| 15505 | If a set is 'a many thought of as one', beginners should protest against singleton sets [Cantor, by Lewis] |
| Full Idea: Cantor taught that a set is 'a many, which can be thought of as one'. ...After a time the unfortunate beginner student is told that some classes - the singletons - have only a single member. Here is a just cause for student protest, if ever there was one. | |
| From: report of George Cantor (works [1880]) by David Lewis - Parts of Classes 2.1 | |
| A reaction: There is a parallel question, almost lost in the mists of time, of whether 'one' is a number. 'Zero' is obviously dubious, but if numbers are for counting, that needs units, so the unit is the precondition of counting, not part of it. |
| 6103 | Normally a class with only one member is a problem, because the class and the member are identical [Russell] |
| Full Idea: With the ordinary view of classes you would say that a class that has only one member was the same as that one member; that will land you in terrible difficulties, because in that case that one member is a member of that class, namely, itself. | |
| From: Bertrand Russell (The Philosophy of Logical Atomism [1918], §VII) | |
| A reaction: The problem (I think) is that classes (sets) were defined by Frege as being identical with their members (their extension). With hindsight this may have been a mistake. The question is always 'why is that particular a member of that set?' |
| 13203 | The singleton is defined using the pairing axiom (as {x,x}) [Enderton] |
| Full Idea: Given any x we have the singleton {x}, which is defined by the pairing axiom to be {x,x}. | |
| From: Herbert B. Enderton (Elements of Set Theory [1977], 2:19) | |
| A reaction: An interesting contrivance which is obviously aimed at keeping the axioms to a minimum.
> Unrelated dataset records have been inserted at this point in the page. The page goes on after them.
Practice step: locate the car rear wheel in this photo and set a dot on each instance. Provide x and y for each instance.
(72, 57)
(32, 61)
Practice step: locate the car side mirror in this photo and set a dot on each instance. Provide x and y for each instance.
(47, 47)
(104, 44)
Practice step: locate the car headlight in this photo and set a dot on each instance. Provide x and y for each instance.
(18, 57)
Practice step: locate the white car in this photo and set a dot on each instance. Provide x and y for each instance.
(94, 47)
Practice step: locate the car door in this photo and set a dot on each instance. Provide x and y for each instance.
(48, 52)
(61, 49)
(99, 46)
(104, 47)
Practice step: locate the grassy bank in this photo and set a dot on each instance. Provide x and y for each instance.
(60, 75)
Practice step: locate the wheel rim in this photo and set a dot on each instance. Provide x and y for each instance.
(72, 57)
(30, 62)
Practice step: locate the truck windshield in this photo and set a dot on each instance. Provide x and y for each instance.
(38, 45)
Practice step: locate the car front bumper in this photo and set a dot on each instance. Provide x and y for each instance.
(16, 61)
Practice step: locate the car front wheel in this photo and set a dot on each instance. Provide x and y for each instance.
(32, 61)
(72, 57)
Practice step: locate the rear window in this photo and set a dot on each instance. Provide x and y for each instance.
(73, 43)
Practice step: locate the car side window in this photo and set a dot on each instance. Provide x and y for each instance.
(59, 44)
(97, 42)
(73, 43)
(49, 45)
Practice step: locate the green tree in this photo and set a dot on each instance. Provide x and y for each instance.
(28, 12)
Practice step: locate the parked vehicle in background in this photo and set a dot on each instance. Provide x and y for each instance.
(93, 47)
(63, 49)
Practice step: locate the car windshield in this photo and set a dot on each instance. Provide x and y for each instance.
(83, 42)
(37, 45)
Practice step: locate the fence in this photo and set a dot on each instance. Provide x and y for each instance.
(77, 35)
If you can do it intuitively with a new axiom, or unintuitively with an existing axiom - prefer the latter! |
| 10813 | What on earth is the relationship between a singleton and an element? [Lewis] |
| Full Idea: A new student of set theory has just one thing, the element, and he has another single thing, the singleton, and not the slightest guidance about what one thing has to do with the other. | |
| From: David Lewis (Mathematics is Megethology [1993], p.12) |
| 10814 | Are all singletons exact intrinsic duplicates? [Lewis] |
| Full Idea: Are all singletons exact intrinsic duplicates? | |
| From: David Lewis (Mathematics is Megethology [1993], p.13) |
| 15497 | We can replace the membership relation with the member-singleton relation (plus mereology) [Lewis] |
| Full Idea: Given the theory of part and whole, the member-singleton relation may replace membership generally as the primitive notion of set theory. | |
| From: David Lewis (Parts of Classes [1991], Pref) | |
| A reaction: An obvious question is to ask what the member-singleton relation is if it isn't membership. |
| 15506 | If we don't understand the singleton, then we don't understand classes [Lewis] |
| Full Idea: Our utter ignorance about the nature of the singletons amounts to sheer ignorance about the nature of classes generally. | |
| From: David Lewis (Parts of Classes [1991], 2.1) |
| 15511 | If singleton membership is external, why is an object a member of one rather than another? [Lewis] |
| Full Idea: Suppose the relation of member to singleton is external. Why must Possum be a member of one singleton rather than another? Why isn't it contingent which singleton is his? | |
| From: David Lewis (Parts of Classes [1991], 2.2) | |
| A reaction: He cites Van Inwagen for raising this question, and answers it in terms of counterparts. So is the relation internal or external? I think of sets as pairs of curly brackets, not existing entities, so the question doesn't bother me. |
| 15513 | Maybe singletons have a structure, of a thing and a lasso? [Lewis] |
| Full Idea: Maybe the singleton of something x is not an atom, but consists of x plus a lasso. That gives a singleton an internal structure. ...But what do we know of the nature of the lasso, or how it fits? We are no better off. | |
| From: David Lewis (Parts of Classes [1991], 2.5) | |
| A reaction: [second bit on p.45] |
| 9551 | What is special about Bill Clinton's unit set, in comparison with all the others? [Chihara] |
| Full Idea: What is it about the intrinsic properties of just that one unit set in virtue of which Bill Clinton is related to just it and not to any other unit sets in the set-theoretical universe? | |
| From: Charles Chihara (A Structural Account of Mathematics [2004], 01.5) | |
| A reaction: If we all kept pet woodlice, we had better not hold a wood louse rally, or we might go home with the wrong one. My singleton seems seems remarkably like yours. Could we, perhaps, swap, just for a change? |
| 8956 | What is a singleton set, if a set is meant to be a collection of objects? [Szabó] |
| Full Idea: The relationship between an object and its singleton is puzzling. Our intuitive conception of a set is a collection of objects - what are we to make of a collection of a single object? | |
| From: Zoltán Gendler Szabó (Nominalism [2003], 4.1) | |
| A reaction: The ontological problem seems to be the same as that of the empty set, and indeed the claim that a pair of entities is three things. For logicians the empty set is as real as a pet dog, but not for me. |
| 14243 | The unit set may be needed to express intersections that leave a single member [Oliver/Smiley] |
| Full Idea: Thomason says with no unit sets we couldn't call {1,2}∩{2,3} a set - but so what? Why shouldn't the intersection be the number 2? However, we then have to distinguish three different cases of intersection (common subset or member, or disjoint). | |
| From: Oliver,A/Smiley,T (What are Sets and What are they For? [2006], 2.2) |